By the way, now that you mention the profiler. I think the whole argument is nonesense. Do Cmd-I on your HD. Capacity etc is in GB, used disk space is reported in GB and in actual bytes. Notice that not just the capacity but also the usage is in GB, so less than the actual theoretical max, BUT THE ACTUAL USAGE IS HIGHER. If capacity and use are both reported in base 2 GB and in actual bytes, and if the byte count is correctly higher than the base 2 GB, then it means that you don't really lose diskspace ...


----------



## fryke (Sep 19, 2003)

Stupid lawsuit. Stupid. Whatever the reasons, it's been like that since I was a freakin' little boy. And I'm 29 now. ;-) ... If they'd suddenly start to count in base 2 GB (the harddrive makers), I'd totally lose control! I buy a 160 GB drive, and in the back of my head I _KNOW_ that I won't see 160 GB free space in the Finder. Now if it were suddenly sold as a 150 GB drive, I'd expect less and buy from a vendor who still lies... ;-)

Let's tell those lawyers to get a life, shall we?


----------



## Pengu (Sep 19, 2003)

fryke, while I agree with you that the lawsuit is stupid, who says it was filed because they want it to change.

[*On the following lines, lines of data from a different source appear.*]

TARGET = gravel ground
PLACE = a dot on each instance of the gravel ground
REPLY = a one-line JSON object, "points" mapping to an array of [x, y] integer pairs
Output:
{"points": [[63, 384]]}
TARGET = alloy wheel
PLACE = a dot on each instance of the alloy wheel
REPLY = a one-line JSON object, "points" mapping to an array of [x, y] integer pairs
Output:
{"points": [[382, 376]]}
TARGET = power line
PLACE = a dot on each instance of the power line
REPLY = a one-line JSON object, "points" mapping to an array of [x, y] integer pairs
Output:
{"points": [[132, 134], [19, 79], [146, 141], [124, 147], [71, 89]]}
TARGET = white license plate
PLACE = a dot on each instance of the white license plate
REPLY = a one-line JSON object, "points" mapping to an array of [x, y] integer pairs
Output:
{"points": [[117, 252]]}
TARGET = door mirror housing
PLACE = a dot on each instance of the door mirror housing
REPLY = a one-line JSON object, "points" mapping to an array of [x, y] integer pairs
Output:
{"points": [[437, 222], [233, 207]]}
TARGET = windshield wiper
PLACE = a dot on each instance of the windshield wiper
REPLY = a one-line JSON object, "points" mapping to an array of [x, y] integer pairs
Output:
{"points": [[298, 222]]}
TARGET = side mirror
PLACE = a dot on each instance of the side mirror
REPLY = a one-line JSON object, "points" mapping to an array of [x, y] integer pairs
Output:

The big companies (Dell, IBM, etc) may just pay them to make it go away.

I think I'll sue the top 10 Best Selling Authors on the planet for contributing to the destruction of forests around the world, and ultimately giving me (insert random disease caused by higher carbon dioxide here). Oh wait. THAT'S ridiculous. of course it is, it's just a way to make a quick buck or two(million)


----------



## GroundZeroX (Sep 19, 2003)

Pengu, I agree with you. The harddrive can easily stay 160GB, and they will never have any problems at all, just don't hook it up to a computer. This is just like the moron who sued because he got fat at Mc Donalds, or the lady who spilled coffee on herself, then sued Mc Donalds because her coffee was hot. The people who do these types of stupid lawsuits, are the people that make the US look bad.


----------



## brianleahy (Sep 19, 2003)

My two cents:

A lawsuit is a little extreme.  However, we *should* have a uniform standard to express drive capacities, and for that, we must standardize on a definition of mega/giga/tera etc.

Which version to standardize on?  There really isn't any choice: binary computers (and believe it or not, there *have* been digital, but non-binary computers in the past)  measure storage in powers of two.  They can't help it; any whole number of binary bits can express a maximum value that **is** a power of two (less one).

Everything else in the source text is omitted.